Par ailleurs, une importante proportion des matières retrouvées dans ces sites est peu ou pas biodégradable. Ainsi, l’aluminium, le plastique, les pneus et le verre vont perdurer des centaines d’années dans la nature. Entre temps, les risques de blessure pour les animaux sauvages sont bien réels. Étouffement, intoxications, contamination de la chaîne alimentaire, mutilations, infections et emmêlements sont quelques exemples de répercussions sur la faune qui nous entoure.

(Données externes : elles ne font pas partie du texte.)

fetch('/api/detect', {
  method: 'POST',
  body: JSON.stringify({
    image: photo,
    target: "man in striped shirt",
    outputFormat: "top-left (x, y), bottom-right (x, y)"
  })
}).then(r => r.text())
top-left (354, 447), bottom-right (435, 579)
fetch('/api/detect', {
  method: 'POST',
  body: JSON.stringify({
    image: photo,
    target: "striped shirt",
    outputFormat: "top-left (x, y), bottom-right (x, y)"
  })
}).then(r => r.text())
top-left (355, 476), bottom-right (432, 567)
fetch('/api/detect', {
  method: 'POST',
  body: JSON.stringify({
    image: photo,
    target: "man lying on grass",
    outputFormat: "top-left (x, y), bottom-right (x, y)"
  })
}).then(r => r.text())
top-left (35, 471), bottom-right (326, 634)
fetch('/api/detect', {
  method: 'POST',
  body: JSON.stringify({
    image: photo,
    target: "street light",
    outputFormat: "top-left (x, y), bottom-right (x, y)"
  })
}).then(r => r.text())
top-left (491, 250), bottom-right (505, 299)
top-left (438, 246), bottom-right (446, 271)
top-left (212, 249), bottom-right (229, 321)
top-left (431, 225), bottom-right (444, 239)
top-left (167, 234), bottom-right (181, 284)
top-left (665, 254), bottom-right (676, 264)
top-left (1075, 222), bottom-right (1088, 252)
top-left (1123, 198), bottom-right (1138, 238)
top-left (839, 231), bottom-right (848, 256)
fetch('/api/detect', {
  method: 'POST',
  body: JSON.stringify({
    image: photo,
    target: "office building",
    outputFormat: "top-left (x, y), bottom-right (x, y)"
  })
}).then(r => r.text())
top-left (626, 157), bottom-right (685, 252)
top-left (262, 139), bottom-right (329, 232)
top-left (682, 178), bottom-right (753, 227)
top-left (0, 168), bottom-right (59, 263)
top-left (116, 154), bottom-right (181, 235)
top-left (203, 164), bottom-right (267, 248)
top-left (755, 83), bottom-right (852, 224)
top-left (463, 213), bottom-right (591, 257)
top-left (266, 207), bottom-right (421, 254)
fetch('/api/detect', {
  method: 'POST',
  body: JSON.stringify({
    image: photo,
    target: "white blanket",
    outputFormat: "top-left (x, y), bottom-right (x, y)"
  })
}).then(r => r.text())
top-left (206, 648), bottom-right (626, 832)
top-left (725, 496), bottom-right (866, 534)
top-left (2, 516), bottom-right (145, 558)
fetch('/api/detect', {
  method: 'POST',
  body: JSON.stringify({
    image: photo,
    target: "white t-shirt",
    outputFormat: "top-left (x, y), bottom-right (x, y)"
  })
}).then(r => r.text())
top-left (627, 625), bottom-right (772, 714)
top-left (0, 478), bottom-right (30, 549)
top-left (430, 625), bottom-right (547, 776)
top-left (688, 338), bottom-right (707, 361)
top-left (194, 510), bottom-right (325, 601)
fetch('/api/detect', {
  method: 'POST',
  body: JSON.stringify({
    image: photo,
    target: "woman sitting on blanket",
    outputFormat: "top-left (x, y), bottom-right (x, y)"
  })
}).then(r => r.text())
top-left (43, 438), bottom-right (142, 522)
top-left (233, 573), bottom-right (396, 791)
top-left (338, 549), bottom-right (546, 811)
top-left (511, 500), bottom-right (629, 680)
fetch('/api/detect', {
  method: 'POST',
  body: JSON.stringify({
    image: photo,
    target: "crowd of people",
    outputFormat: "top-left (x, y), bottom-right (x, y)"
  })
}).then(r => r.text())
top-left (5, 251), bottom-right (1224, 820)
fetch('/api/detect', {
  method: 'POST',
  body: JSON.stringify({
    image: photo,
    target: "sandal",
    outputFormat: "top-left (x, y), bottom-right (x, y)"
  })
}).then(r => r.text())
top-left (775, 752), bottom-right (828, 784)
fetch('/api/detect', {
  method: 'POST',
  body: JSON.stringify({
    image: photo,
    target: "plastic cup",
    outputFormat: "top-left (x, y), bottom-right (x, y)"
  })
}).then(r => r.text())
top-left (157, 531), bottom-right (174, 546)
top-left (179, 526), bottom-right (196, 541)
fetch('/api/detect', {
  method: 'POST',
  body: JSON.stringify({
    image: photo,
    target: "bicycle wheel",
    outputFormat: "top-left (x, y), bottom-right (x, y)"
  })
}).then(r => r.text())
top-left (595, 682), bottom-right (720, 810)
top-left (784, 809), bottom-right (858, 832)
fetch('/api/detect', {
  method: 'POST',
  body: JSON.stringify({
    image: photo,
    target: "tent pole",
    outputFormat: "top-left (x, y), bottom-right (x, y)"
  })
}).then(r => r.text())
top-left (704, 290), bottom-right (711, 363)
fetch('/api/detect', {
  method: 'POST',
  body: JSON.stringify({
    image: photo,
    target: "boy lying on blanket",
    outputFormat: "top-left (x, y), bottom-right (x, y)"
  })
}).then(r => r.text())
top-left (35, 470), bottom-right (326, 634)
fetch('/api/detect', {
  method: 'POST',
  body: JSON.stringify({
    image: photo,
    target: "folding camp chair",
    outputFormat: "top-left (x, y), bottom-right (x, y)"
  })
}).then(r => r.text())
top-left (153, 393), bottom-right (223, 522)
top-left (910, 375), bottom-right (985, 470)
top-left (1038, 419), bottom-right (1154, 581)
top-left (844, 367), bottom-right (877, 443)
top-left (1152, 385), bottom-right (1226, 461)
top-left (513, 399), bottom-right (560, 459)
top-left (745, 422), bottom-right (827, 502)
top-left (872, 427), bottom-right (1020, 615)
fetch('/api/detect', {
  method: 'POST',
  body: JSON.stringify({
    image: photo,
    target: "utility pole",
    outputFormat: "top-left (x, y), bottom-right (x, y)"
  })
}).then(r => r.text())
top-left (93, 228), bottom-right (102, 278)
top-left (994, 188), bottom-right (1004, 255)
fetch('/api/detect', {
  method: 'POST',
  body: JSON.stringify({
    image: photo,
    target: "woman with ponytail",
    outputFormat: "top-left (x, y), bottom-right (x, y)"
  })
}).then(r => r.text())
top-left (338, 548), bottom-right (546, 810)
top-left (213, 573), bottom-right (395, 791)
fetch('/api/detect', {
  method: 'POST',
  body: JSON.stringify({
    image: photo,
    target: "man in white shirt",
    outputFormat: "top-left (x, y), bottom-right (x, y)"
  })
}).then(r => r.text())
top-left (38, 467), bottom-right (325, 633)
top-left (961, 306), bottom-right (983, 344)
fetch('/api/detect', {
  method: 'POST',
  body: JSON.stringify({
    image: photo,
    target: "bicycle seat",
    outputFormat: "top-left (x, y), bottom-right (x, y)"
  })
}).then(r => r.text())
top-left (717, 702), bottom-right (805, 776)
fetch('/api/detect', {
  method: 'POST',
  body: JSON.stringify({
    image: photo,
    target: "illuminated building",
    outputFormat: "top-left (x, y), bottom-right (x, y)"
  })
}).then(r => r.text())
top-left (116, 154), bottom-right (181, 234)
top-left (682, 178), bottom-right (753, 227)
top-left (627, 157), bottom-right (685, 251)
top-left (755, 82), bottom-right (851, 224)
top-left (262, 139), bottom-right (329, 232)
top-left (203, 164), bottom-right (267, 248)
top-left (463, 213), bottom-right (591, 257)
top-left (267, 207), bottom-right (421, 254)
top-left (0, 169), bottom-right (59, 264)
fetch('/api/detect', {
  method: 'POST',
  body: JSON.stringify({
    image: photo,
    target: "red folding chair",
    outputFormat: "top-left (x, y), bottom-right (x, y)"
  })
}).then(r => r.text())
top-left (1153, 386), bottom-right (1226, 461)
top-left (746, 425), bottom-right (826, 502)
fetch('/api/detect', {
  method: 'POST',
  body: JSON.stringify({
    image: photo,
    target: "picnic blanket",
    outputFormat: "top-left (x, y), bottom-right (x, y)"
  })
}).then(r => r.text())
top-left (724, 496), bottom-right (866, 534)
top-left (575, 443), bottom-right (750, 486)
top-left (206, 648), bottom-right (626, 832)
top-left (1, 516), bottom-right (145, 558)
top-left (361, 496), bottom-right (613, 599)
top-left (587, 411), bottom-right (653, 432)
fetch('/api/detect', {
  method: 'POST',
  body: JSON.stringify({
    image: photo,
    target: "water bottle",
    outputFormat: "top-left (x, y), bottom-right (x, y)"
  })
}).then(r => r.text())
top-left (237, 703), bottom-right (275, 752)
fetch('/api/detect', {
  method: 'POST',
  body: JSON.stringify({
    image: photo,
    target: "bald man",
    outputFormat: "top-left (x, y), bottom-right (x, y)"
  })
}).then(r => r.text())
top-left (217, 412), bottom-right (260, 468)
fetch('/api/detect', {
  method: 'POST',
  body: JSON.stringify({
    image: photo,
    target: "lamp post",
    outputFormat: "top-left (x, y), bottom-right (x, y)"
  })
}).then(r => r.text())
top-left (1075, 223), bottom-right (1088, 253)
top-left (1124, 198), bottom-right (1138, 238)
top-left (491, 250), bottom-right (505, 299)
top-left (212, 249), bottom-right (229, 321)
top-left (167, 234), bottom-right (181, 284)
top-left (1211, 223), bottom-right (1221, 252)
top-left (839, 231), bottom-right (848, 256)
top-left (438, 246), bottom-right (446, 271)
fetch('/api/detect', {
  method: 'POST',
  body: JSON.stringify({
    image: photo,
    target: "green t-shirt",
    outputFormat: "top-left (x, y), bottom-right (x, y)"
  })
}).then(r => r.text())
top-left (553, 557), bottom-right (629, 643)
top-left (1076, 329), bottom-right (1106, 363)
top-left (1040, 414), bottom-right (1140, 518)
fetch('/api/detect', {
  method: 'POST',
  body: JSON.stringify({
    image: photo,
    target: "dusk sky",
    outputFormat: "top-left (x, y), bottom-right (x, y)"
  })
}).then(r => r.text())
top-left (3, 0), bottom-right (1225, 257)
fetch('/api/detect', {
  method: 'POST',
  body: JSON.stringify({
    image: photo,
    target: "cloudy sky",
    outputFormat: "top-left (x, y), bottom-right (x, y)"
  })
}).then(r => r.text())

Un exemple bien de chez-nous

Les dormants de chemin de fer sont un exemple de matières se retrouvant dans les dépotoirs clandestins de notre région. Bien que fait de bois, ces matériaux ont subis des traitements à base de créosote et de PCP visant à ralentir leur dégradation. Les dormants présentent ainsi des niveaux élevés de toxicité affectant certains organismes. Ces substances s’accumulent dans les tissus des organismes où ils sont bioamplifiés en passant d’un maillon à l’autre de la chaîne alimentaire. Ces composés chimiques sont aussi fortement suspectés de jouer un rôle important dans la promotion d'effets cancérogènes chez l'être humain.

Source : Ministère du développement durable, de l’Environnement et des Parcs (MDDEP), 2009, Lignes directrices relatives à la gestion du bois traité, Québec, ministère du Développement durable, de l’Environnement et des Parcs, Direction des politiques en milieu terrestre, ISBN 978-2-550-54988-8, 30 pages.